The present data showed increasing sero-positivity with advancing age in dromedary calves. It has been reported that the prevalence of MERS-CoV antibodies is significantly higher in dromedary adults than in calves.[4,5,9,10,11,12] In this study, we further demonstrated that the seroprevalence in dromedary calves increased gradually as their ages increased, with a sero-positivity of almost 100% in adult dromedaries. This is in line with the observation that MERS-CoV infections occur almost exclusively in dromedary calves after their maternal antibodies have disappeared. In fact, we have tested samples from the nose, trachea, tonsil, lung, uterus, and placenta of more than 100 adult female dromedaries dispatched to our veterinary laboratory for necropsy, and all have shown negative results (unpublished data).

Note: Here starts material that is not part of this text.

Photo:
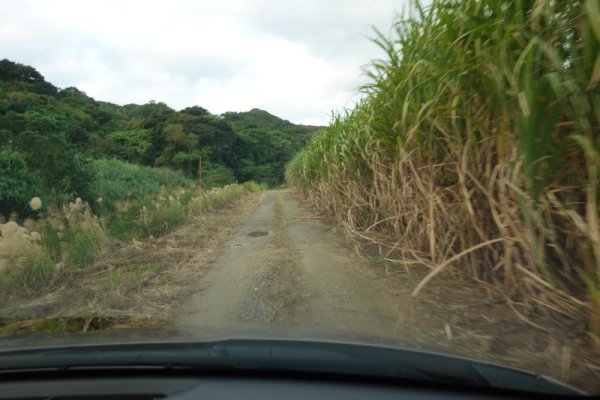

The high specificity of the N protein ELISA is confirmed in this field study. Recently, we reported the development of a monoclonal antibody-based capture ELISA for MERS-CoV N protein and evaluated its specificity using nasopharyngeal specimens from patients with various common respiratory virus infections, including the four human CoVs, and its sensitivity using simulated nasopharyngeal specimens.[30] We argue that the ELISA may be used in animal field studies. In the present study, results of the N protein ELISA showed a concordance with those obtained from nucleic acid detection using dromedary nasal samples, indicating that the ELISA was highly specific. It is notable that there is one amino acid difference (L178V) between the N protein sequence of the MERS-CoV isolate of the present study and the original MERS-CoV isolate we used to generate the monoclonal antibodies for the N protein ELISA. This N protein ELISA would probably be useful in laboratories in the Middle East and North Africa, where resources and expertise may be limited. Further refinements of the test and the development of a rapid antigen detection kit for rapid diagnoses are warranted.